Ci stringevamo la mano, ci guardavamo negli occhi, e lui si commuoveva, ricordando quei momenti, lo sgomento, il sangue, l’incrocio con mio padre smarrito in piazza in cerca di mia madre. Ci capivamo, noi vittime in diverso modo di quella tragedia. Con lui se ne va un pezzo della nostra storia, della storia della nostra città».
Il Comune
La sindaca Laura Castelletti e la Giunta comunale esprimono profondo cordoglio per la scomparsa di Franco Castrezzati. «Brescia piange oggi la perdita di un uomo che ha incarnato i valori più alti della nostra comunità e della nostra Repubblica», dichiara la Sindaca. «Franco Castrezzati è stato sindacalista e partigiano, un testimone della Resistenza, un costruttore instancabile di democrazia.

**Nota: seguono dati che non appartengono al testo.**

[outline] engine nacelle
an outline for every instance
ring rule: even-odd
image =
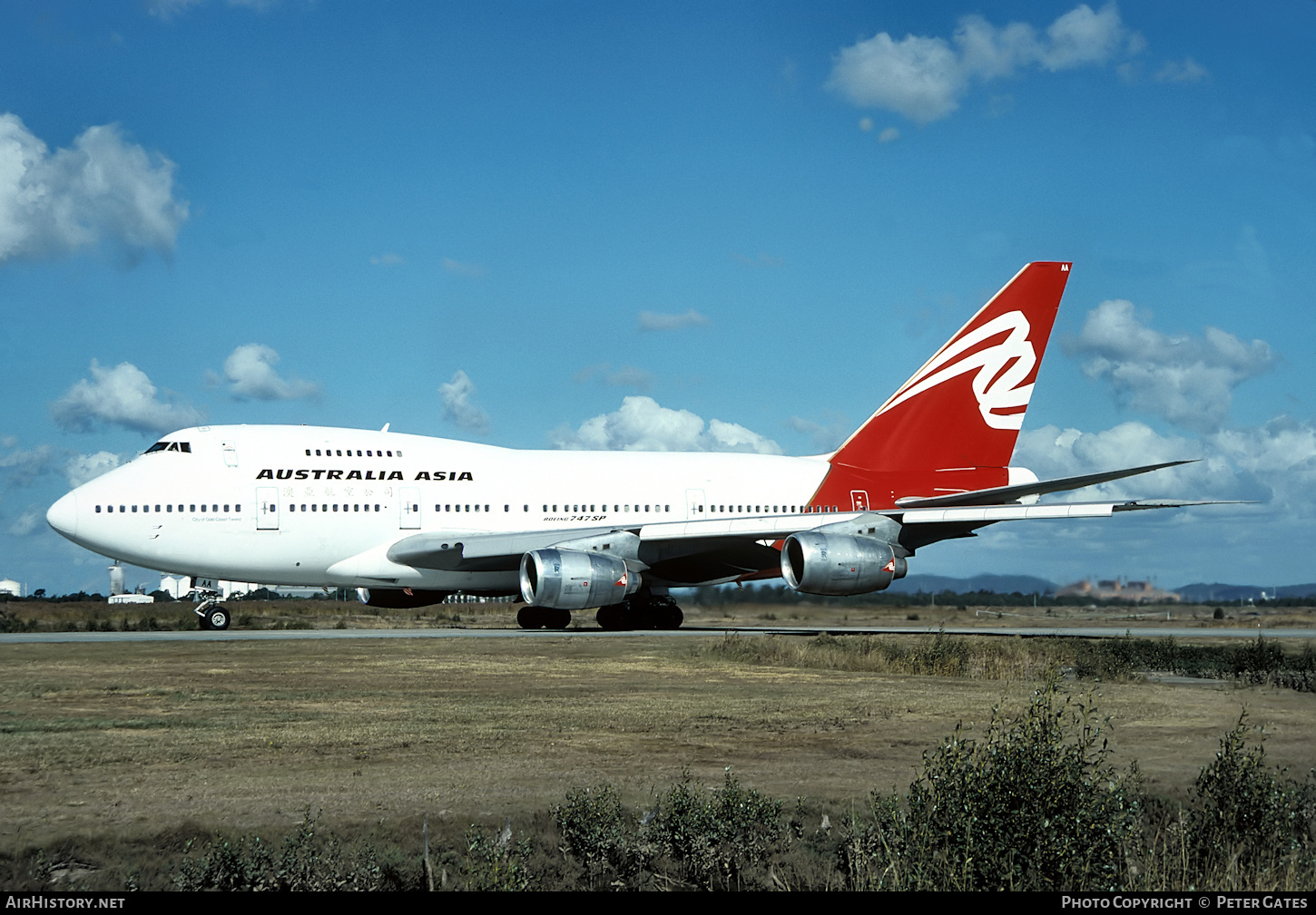
[[[867,594],[903,578],[908,565],[871,536],[801,531],[782,546],[782,577],[805,594]]]
[[[408,594],[407,590],[411,593]],[[390,610],[412,610],[415,607],[428,607],[432,603],[442,603],[453,592],[432,592],[409,588],[358,588],[357,599],[370,607],[388,607]]]
[[[521,556],[521,597],[537,607],[605,607],[638,589],[640,573],[616,556],[554,548]]]

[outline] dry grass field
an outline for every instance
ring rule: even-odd
[[[297,603],[320,606],[251,605],[247,624],[511,624],[505,605],[457,607],[454,621],[450,607],[380,618]],[[83,628],[100,611],[67,613],[51,628]],[[907,615],[828,614],[836,619],[809,622]],[[145,615],[105,619],[137,627]],[[186,607],[154,615],[192,624]],[[691,622],[728,619],[700,615]],[[737,607],[734,622],[767,615],[783,614]],[[1267,624],[1308,621],[1303,611]],[[887,640],[917,648],[933,638]],[[0,645],[0,855],[190,828],[286,831],[308,810],[357,832],[416,832],[422,815],[449,832],[496,828],[508,816],[528,823],[572,787],[609,782],[644,805],[683,772],[717,785],[728,766],[746,786],[788,805],[807,797],[836,819],[874,789],[903,791],[957,722],[980,731],[995,705],[1023,709],[1048,663],[1038,642],[982,638],[962,640],[987,659],[969,676],[844,669],[800,651],[807,642],[709,632]],[[1137,760],[1150,794],[1183,797],[1242,710],[1265,727],[1269,762],[1299,776],[1316,765],[1313,693],[1136,677],[1070,678],[1063,690],[1091,693],[1113,724],[1112,761]]]

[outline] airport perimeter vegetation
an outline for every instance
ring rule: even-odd
[[[1302,830],[1283,840],[1271,835],[1265,866],[1199,843],[1191,853],[1207,868],[1202,873],[1213,874],[1208,880],[1216,886],[1316,886],[1309,833],[1316,798],[1312,782],[1303,781],[1316,762],[1316,664],[1304,644],[1265,639],[1267,630],[1311,626],[1311,602],[1034,609],[1032,596],[1020,596],[1015,607],[949,597],[937,596],[936,606],[908,599],[686,602],[687,624],[711,627],[695,639],[637,632],[7,644],[0,647],[7,657],[0,667],[7,807],[0,883],[236,886],[241,872],[242,880],[290,885],[287,874],[296,872],[303,886],[326,886],[316,881],[332,872],[342,885],[366,887],[420,887],[430,880],[449,889],[982,886],[983,874],[892,869],[883,848],[899,836],[901,861],[913,861],[915,845],[926,844],[929,824],[899,812],[913,810],[907,789],[917,787],[926,760],[945,764],[948,748],[962,751],[973,741],[1008,744],[1001,719],[1026,730],[1029,697],[1050,678],[1054,707],[1071,702],[1054,720],[1066,719],[1075,703],[1095,707],[1094,722],[1109,718],[1111,727],[1100,731],[1109,752],[1088,747],[1084,772],[1104,772],[1109,785],[1119,785],[1107,794],[1121,798],[1133,798],[1138,781],[1142,801],[1132,805],[1141,811],[1138,828],[1161,836],[1149,841],[1162,841],[1163,860],[1144,848],[1136,873],[1124,873],[1117,885],[1177,887],[1190,880],[1187,872],[1171,874],[1166,862],[1187,861],[1191,849],[1163,843],[1178,836],[1182,845],[1192,832],[1183,823],[1205,815],[1203,768],[1212,760],[1220,768],[1221,739],[1233,735],[1233,756],[1225,756],[1236,764],[1234,776],[1273,789],[1252,815],[1259,822],[1269,811],[1269,826],[1255,828],[1274,833],[1283,812]],[[497,602],[378,614],[333,599],[233,606],[242,628],[515,626],[515,606]],[[1163,624],[1167,614],[1199,626],[1203,638],[1137,638],[1140,627]],[[930,626],[1100,622],[1125,626],[1129,635],[712,631],[803,622],[844,632],[911,617]],[[1212,627],[1240,623],[1257,626],[1261,640],[1212,644]],[[579,623],[591,624],[588,617]],[[28,599],[0,605],[0,627],[192,628],[195,615],[187,603]],[[1254,727],[1265,730],[1263,744],[1255,743],[1261,732]],[[953,734],[961,743],[948,738]],[[1062,743],[1073,748],[1082,734],[1082,727],[1070,730]],[[1248,756],[1258,745],[1265,757]],[[1046,748],[1029,753],[1028,768],[1038,769]],[[966,756],[955,759],[962,770],[973,769]],[[1130,781],[1134,761],[1140,774]],[[1055,772],[1083,769],[1074,762],[1071,755],[1069,769]],[[898,797],[900,803],[890,806]],[[715,815],[732,809],[758,819]],[[671,818],[679,810],[692,819],[676,826],[691,835],[703,828],[703,845],[672,844]],[[645,811],[658,811],[653,828],[640,826]],[[1133,828],[1128,815],[1116,819],[1120,828]],[[695,820],[703,826],[691,826]],[[1171,828],[1174,822],[1180,826]],[[428,873],[422,830],[430,840]],[[253,844],[255,833],[265,845]],[[998,851],[1015,853],[1005,845]],[[1062,857],[1076,860],[1080,851],[1069,848]],[[1126,848],[1086,853],[1105,855],[1107,869],[1094,865],[1090,874],[1096,878],[1116,880],[1109,868],[1124,865],[1112,862],[1132,860]],[[1219,860],[1207,866],[1212,853]],[[953,857],[942,848],[928,860]],[[1041,872],[1021,868],[1013,885],[1038,886]]]

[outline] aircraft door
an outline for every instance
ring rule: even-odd
[[[687,489],[686,490],[686,521],[699,521],[700,518],[708,517],[704,511],[704,490],[703,489]]]
[[[401,496],[397,526],[403,530],[420,527],[420,489],[416,486],[401,486],[397,492]]]
[[[279,488],[255,488],[255,528],[258,531],[279,530]]]

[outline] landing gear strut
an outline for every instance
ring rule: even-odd
[[[638,593],[621,603],[599,607],[595,619],[600,628],[611,631],[672,630],[680,628],[686,614],[666,594]]]
[[[229,611],[220,606],[218,594],[209,594],[196,605],[196,615],[201,618],[201,628],[225,630],[229,627]]]
[[[571,624],[571,611],[562,607],[524,606],[516,611],[521,628],[566,628]]]

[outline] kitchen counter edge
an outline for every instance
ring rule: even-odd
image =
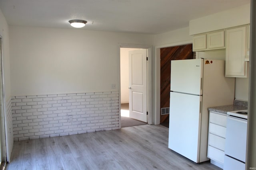
[[[246,110],[247,109],[247,107],[246,106],[233,105],[213,107],[208,108],[208,110],[209,111],[215,111],[223,114],[227,114],[227,112],[228,111]]]

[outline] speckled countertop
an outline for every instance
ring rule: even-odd
[[[232,105],[209,107],[208,108],[208,110],[227,114],[228,111],[246,110],[247,109],[248,102],[247,102],[235,100],[234,103],[234,104]]]
[[[221,106],[209,107],[210,111],[216,111],[222,113],[227,114],[228,111],[235,111],[236,110],[246,110],[247,107],[239,105],[227,105]]]

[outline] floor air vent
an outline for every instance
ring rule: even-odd
[[[161,115],[168,115],[170,113],[170,107],[161,108]]]

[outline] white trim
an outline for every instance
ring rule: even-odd
[[[155,116],[155,112],[153,111],[153,46],[150,45],[140,44],[128,44],[125,43],[119,43],[117,50],[117,66],[118,72],[118,80],[119,84],[118,90],[119,94],[119,128],[121,129],[121,86],[120,86],[120,48],[132,48],[138,49],[148,49],[148,123],[151,125],[154,123],[154,117]]]
[[[2,146],[0,146],[1,147],[1,150],[2,153],[1,154],[1,156],[2,158],[1,158],[2,159],[2,160],[4,160],[4,162],[6,162],[7,160],[7,151],[6,151],[6,143],[7,143],[7,137],[6,135],[6,133],[7,132],[7,127],[6,127],[6,120],[5,115],[6,114],[5,113],[5,100],[4,97],[4,72],[3,72],[3,49],[2,47],[3,47],[3,41],[2,41],[2,37],[0,35],[0,53],[1,54],[0,54],[0,68],[1,70],[0,71],[1,72],[1,75],[0,75],[0,78],[1,80],[1,83],[2,84],[0,84],[0,90],[2,91],[2,95],[0,96],[0,98],[1,98],[0,100],[2,100],[2,102],[0,103],[0,104],[2,105],[2,106],[1,107],[1,110],[0,111],[0,113],[1,113],[1,115],[0,115],[2,119],[1,121],[1,122],[0,122],[0,128],[1,129],[1,131],[0,132],[0,135],[2,136],[2,140],[1,141],[1,143]],[[4,140],[5,139],[5,140]],[[1,162],[2,162],[1,160]]]
[[[154,117],[154,124],[158,125],[160,123],[160,49],[170,47],[174,47],[178,45],[183,45],[186,44],[192,44],[192,40],[188,40],[184,41],[178,42],[170,44],[167,44],[163,45],[158,45],[154,48],[154,98],[153,101],[153,108]]]

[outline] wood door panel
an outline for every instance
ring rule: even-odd
[[[192,59],[192,44],[163,48],[160,49],[160,107],[169,107],[170,88],[170,62],[172,60]],[[168,117],[160,116],[160,123]]]

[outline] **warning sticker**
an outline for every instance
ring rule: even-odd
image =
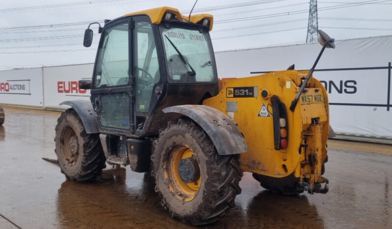
[[[261,108],[260,109],[260,111],[258,112],[258,114],[257,115],[258,117],[269,117],[270,116],[270,113],[268,112],[268,110],[267,109],[267,107],[265,106],[264,103],[263,103],[263,105],[261,106]]]

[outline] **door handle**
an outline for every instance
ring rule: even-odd
[[[102,104],[98,98],[95,98],[95,101],[94,101],[94,103],[95,104],[95,109],[98,111],[100,111],[102,108]]]

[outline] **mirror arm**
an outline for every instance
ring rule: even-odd
[[[314,61],[314,63],[313,64],[313,66],[310,70],[308,72],[308,75],[306,76],[306,78],[305,78],[305,80],[302,83],[302,85],[301,86],[301,88],[300,88],[300,90],[297,93],[297,94],[295,95],[295,98],[294,98],[294,100],[291,102],[291,105],[290,105],[290,110],[292,112],[294,112],[294,110],[295,110],[295,107],[297,106],[297,103],[298,102],[298,100],[300,99],[300,96],[301,94],[302,94],[302,92],[304,91],[304,90],[305,89],[305,87],[307,85],[308,85],[308,82],[309,82],[309,80],[310,79],[310,77],[311,77],[312,74],[313,74],[313,72],[314,71],[314,68],[316,67],[316,65],[317,65],[317,63],[318,63],[318,60],[320,59],[320,57],[321,57],[321,55],[323,54],[324,50],[325,50],[325,48],[327,47],[327,45],[329,44],[330,42],[333,42],[334,39],[332,38],[330,38],[328,40],[326,41],[325,43],[323,45],[323,48],[321,49],[321,51],[320,51],[320,53],[318,54],[318,56],[317,58],[316,59],[316,61]]]
[[[98,22],[93,22],[92,23],[90,23],[90,25],[88,25],[88,27],[87,29],[90,29],[90,26],[93,24],[98,24],[99,26],[98,28],[98,33],[101,33],[102,32],[102,27],[101,27],[101,24],[98,23]]]

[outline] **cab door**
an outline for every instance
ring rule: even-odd
[[[100,41],[91,100],[101,132],[133,132],[131,20],[105,27]]]

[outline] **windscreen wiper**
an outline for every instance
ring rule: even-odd
[[[184,57],[184,56],[182,55],[182,54],[181,54],[181,52],[180,52],[180,51],[178,50],[178,49],[177,49],[177,47],[175,47],[175,45],[174,45],[174,44],[173,43],[173,42],[172,42],[170,40],[170,39],[169,39],[169,38],[168,37],[168,36],[165,35],[165,36],[166,36],[166,38],[168,38],[168,40],[169,41],[169,42],[170,42],[170,43],[171,44],[171,46],[173,46],[173,48],[174,48],[175,51],[177,52],[177,53],[178,54],[178,55],[180,56],[180,57],[181,57],[181,59],[184,62],[184,63],[185,64],[185,65],[188,64],[188,65],[189,65],[189,67],[191,68],[191,70],[192,70],[192,72],[188,72],[188,74],[190,76],[196,76],[196,72],[195,71],[195,70],[193,69],[192,66],[191,66],[191,64],[189,64],[189,63],[187,61],[186,59],[185,59],[185,57]]]

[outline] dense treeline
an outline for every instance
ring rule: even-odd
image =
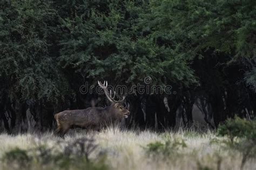
[[[159,129],[173,128],[177,110],[189,126],[194,104],[211,127],[251,119],[255,16],[252,0],[1,1],[1,128],[51,129],[59,111],[107,104],[80,93],[85,82],[131,87],[147,76],[177,94],[127,95],[129,126],[154,127],[156,114]]]

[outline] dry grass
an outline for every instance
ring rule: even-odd
[[[42,135],[2,134],[0,134],[0,158],[4,153],[16,147],[30,150],[44,144],[49,148],[62,150],[65,142],[72,141],[85,137],[95,139],[96,143],[99,146],[97,152],[105,153],[104,162],[110,169],[240,169],[241,155],[237,151],[225,149],[221,143],[211,142],[217,138],[215,134],[211,132],[199,134],[180,131],[176,133],[157,133],[150,131],[121,131],[118,128],[109,128],[100,132],[87,133],[84,130],[72,131],[65,139],[54,137],[51,133]],[[164,159],[149,155],[146,152],[145,147],[149,143],[157,141],[164,143],[167,140],[174,139],[184,140],[187,146],[176,148],[177,151],[174,151],[173,155]],[[96,154],[92,154],[90,157],[91,160],[97,159]],[[255,160],[249,160],[244,169],[255,169]],[[0,166],[1,168],[3,168]]]

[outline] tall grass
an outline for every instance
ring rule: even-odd
[[[156,133],[150,130],[121,130],[117,126],[110,127],[100,132],[71,130],[65,138],[56,137],[51,132],[16,136],[0,134],[0,168],[15,168],[15,166],[11,166],[12,160],[6,163],[4,159],[6,153],[10,151],[17,148],[26,151],[31,159],[38,157],[36,153],[37,151],[38,151],[35,148],[42,146],[54,151],[51,154],[58,152],[65,154],[65,150],[71,144],[84,138],[93,139],[93,144],[97,146],[87,155],[90,162],[94,164],[87,167],[87,169],[240,169],[241,154],[234,150],[225,148],[221,142],[225,138],[217,137],[214,132],[199,133],[192,130],[180,130],[176,132]],[[77,159],[77,161],[74,161],[72,158],[71,164],[85,161],[78,159],[82,155],[78,154],[79,151],[76,153],[76,150],[70,157]],[[14,160],[13,164],[15,164],[18,163]],[[47,169],[49,167],[79,169],[87,165],[76,166],[72,164],[61,167],[54,161],[50,166],[44,165],[38,161],[31,161],[31,164],[29,168],[31,169]],[[103,165],[95,165],[99,164]],[[255,167],[255,160],[252,159],[246,162],[244,169],[253,169]],[[21,167],[18,168],[20,169]]]

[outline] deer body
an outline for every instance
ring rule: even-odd
[[[113,100],[113,97],[107,93],[107,83],[106,86],[105,82],[104,85],[99,82],[98,83],[104,89],[106,96],[112,104],[104,108],[93,107],[83,110],[65,110],[56,114],[55,118],[58,126],[55,132],[56,134],[63,136],[73,126],[99,130],[110,122],[119,121],[128,117],[130,112],[124,107],[120,101]],[[123,101],[124,100],[124,97]]]

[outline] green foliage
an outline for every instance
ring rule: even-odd
[[[173,155],[177,156],[178,150],[186,147],[186,143],[183,139],[176,138],[172,140],[167,140],[164,143],[156,141],[150,143],[145,149],[149,155],[168,159]]]
[[[108,169],[104,156],[96,154],[97,159],[93,160],[88,158],[95,151],[93,143],[86,138],[78,139],[69,143],[63,151],[45,145],[28,150],[16,148],[5,153],[2,161],[5,166],[14,169],[33,169],[35,166],[44,166],[58,169]]]
[[[26,151],[15,148],[5,153],[2,159],[8,164],[17,164],[22,167],[26,167],[29,166],[31,158]]]
[[[0,5],[2,93],[12,100],[61,100],[69,85],[55,55],[57,16],[52,3],[2,1]]]
[[[248,159],[256,157],[256,120],[247,121],[237,116],[228,119],[218,129],[218,134],[227,136],[230,142],[226,144],[241,153],[241,168]],[[238,139],[234,140],[235,138]]]
[[[217,133],[219,136],[227,136],[232,143],[235,137],[256,141],[256,121],[249,121],[235,116],[220,125]]]

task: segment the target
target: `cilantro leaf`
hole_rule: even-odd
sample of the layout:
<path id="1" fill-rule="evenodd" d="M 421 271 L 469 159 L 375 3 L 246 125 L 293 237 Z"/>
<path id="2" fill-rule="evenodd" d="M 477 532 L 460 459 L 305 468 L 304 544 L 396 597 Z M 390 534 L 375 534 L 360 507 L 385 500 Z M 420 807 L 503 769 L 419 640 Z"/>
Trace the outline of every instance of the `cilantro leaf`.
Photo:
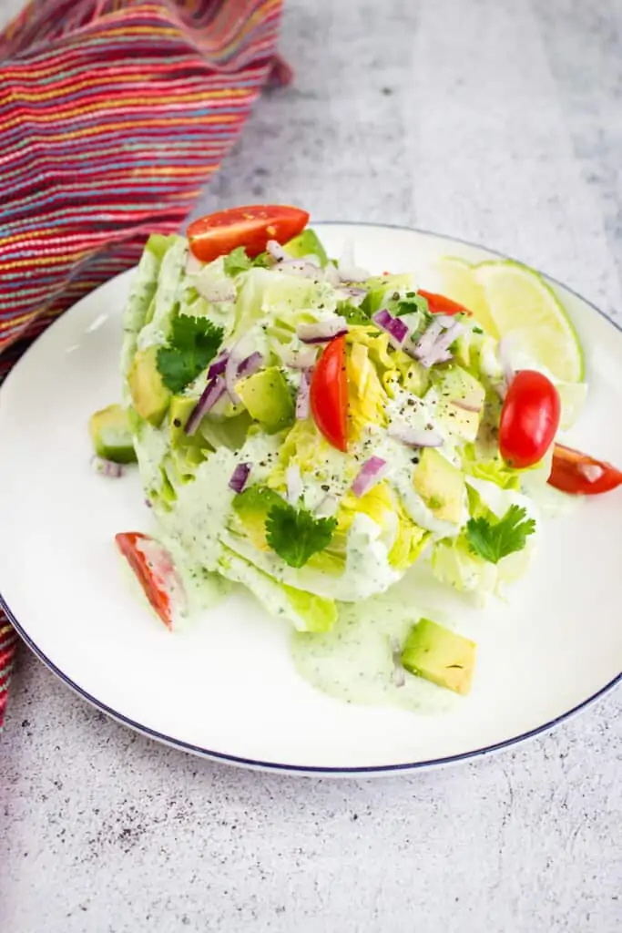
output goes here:
<path id="1" fill-rule="evenodd" d="M 357 308 L 350 301 L 340 301 L 337 306 L 337 313 L 345 317 L 348 324 L 369 324 L 369 315 L 363 308 Z"/>
<path id="2" fill-rule="evenodd" d="M 407 292 L 406 295 L 399 296 L 395 299 L 395 305 L 394 313 L 397 317 L 402 317 L 404 314 L 412 314 L 414 311 L 419 311 L 425 317 L 429 317 L 432 320 L 428 299 L 417 292 Z"/>
<path id="3" fill-rule="evenodd" d="M 303 567 L 332 539 L 337 519 L 316 519 L 306 508 L 283 502 L 272 506 L 266 520 L 266 539 L 290 567 Z"/>
<path id="4" fill-rule="evenodd" d="M 182 392 L 216 355 L 222 327 L 206 317 L 178 314 L 173 321 L 169 345 L 158 351 L 158 371 L 171 392 Z"/>
<path id="5" fill-rule="evenodd" d="M 535 522 L 527 518 L 527 510 L 510 506 L 502 519 L 492 512 L 491 518 L 469 519 L 464 533 L 467 544 L 475 554 L 491 564 L 522 550 L 529 535 L 535 531 Z"/>
<path id="6" fill-rule="evenodd" d="M 246 272 L 254 266 L 265 269 L 268 266 L 268 253 L 259 253 L 254 259 L 249 258 L 243 246 L 236 246 L 224 259 L 225 272 L 233 277 L 239 272 Z"/>

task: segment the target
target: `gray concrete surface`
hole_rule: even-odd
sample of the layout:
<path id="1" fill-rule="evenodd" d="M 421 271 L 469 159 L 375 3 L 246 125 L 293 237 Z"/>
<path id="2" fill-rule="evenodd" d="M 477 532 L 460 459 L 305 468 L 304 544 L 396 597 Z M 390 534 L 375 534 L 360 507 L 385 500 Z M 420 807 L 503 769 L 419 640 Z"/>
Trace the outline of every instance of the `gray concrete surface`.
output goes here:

La sua esistenza rappresenta un filo rosso che unisce le pagine più luminose e quelle più dolorose della storia bresciana del Novecento. Imprigionato e perseguitato durante la Repubblica di Salò, non si è piegato e ha continuato la sua lotta unendosi alle Fiamme Verdi in Valle Camonica. Quella scelta coraggiosa ha segnato tutta la sua vita successiva. Per vent’anni, dal 1958 al 1978, è stato segretario generale della Fim di Brescia, diventando un punto di riferimento per generazioni di lavoratori. Ha saputo costruire un sindacato forte, credibile, capace di difendere i diritti senza mai perdere di vista la dignità della persona. Il suo contributo alla storia sindacale italiana è stato determinante, come testimonia anche il suo ruolo nella Segreteria nazionale della categoria»
Legame indissolubile
Prosegue la sindaca: «C’è un momento che lega indissolubilmente il nome di Franco Castrezzati alla memoria collettiva della nostra città: il 28 maggio 1974. Quel giorno, mentre stava parlando dal palco di piazza della Loggia, in una manifestazione antifascista, mentre stava pronunciando parole che denunciavano la minaccia di un possibile ritorno del fascismo nel nostro Paese, la bomba esplose. La sua voce fu spezzata dal boato, ma non si spense. In quel momento tragico, mantenne il sangue freddo, diede l’allarme, chiamò alla calma. La sua voce in quel frangente drammatico è diventata simbolo della resistenza civile alla violenza, del coraggio di chi non si lascia intimidire dal terrore. Brescia non dimenticherà mai il suo contributo alla costruzione della nostra democrazia».
Forza Italia
«Come capogruppo di Forza Italia in Consiglio comunale, mi unisco al cordoglio della città e della famiglia per la perdita di un uomo, Franco Castrezzati, che ha onorato Brescia con la forza del suo impegno e la limpidezza dei suoi valori. Figura storica del sindacalismo bresciano e voce simbolo di una delle pagine più drammatiche della nostra città, la strage di Piazza della Loggia.
È stato un uomo capace di intrecciare la testimonianza della Resistenza, l’impegno sindacale e la difesa della civiltà democratica, dando forma concreta a quel vincolo essenziale tra libertà, lavoro e dignità umana su cui si fonda la nostra Repubblica», il pensiero di Paolo Fontana.